Inspired by A262343. Given a regular n-gon whose sides are of unit length, draw around each vertex V a circular arc connecting vertex V's two next-to-nearest neighbors. Connect the n arcs thus drawn into a single closed curve if n is odd, or a pair of identical (but rotated by 1/n of a turn) closed curves if n mod 4 = 2, or four identical (but rotated by 1/n of a turn) closed curves if n mod 4 = 0. (See illustration in Links.)

The values of the loop length L(n) appear to form a power series.
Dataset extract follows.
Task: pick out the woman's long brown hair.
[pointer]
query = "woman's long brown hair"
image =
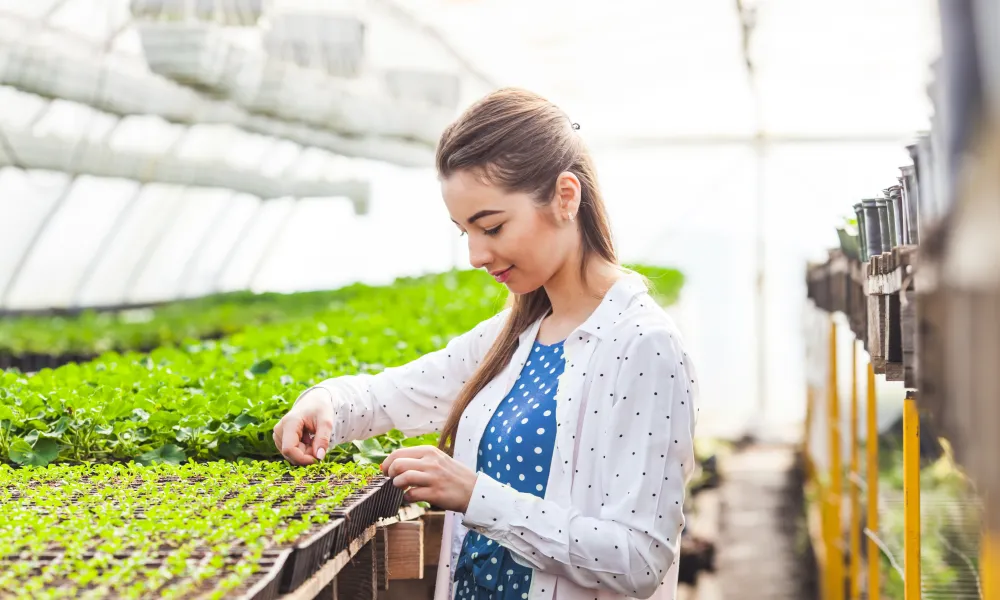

Conjectures: the coefficient of the first term is 2*A060819; the numerator and denominator of the coefficient of the 2nd term are -1*A000265 and a(n), respectively; and the numerator of the coefficient of the 3rd term is A109375.

LINKS

Table of n, a(n) for n=5..53.

Kival Ngaokrajang, Illustration of loop length L(n) for n = 5..12

FORMULA

a(n) = n^2/gcd((n-4)/gcd(n-4,4),n); for n >= 5.

EXAMPLE

L(5) = 2*Pi - 1/25*Pi^3 + 1/7500*Pi^5 - 1/5625000*Pi^7 + 1/7875000000*Pi^9 - ...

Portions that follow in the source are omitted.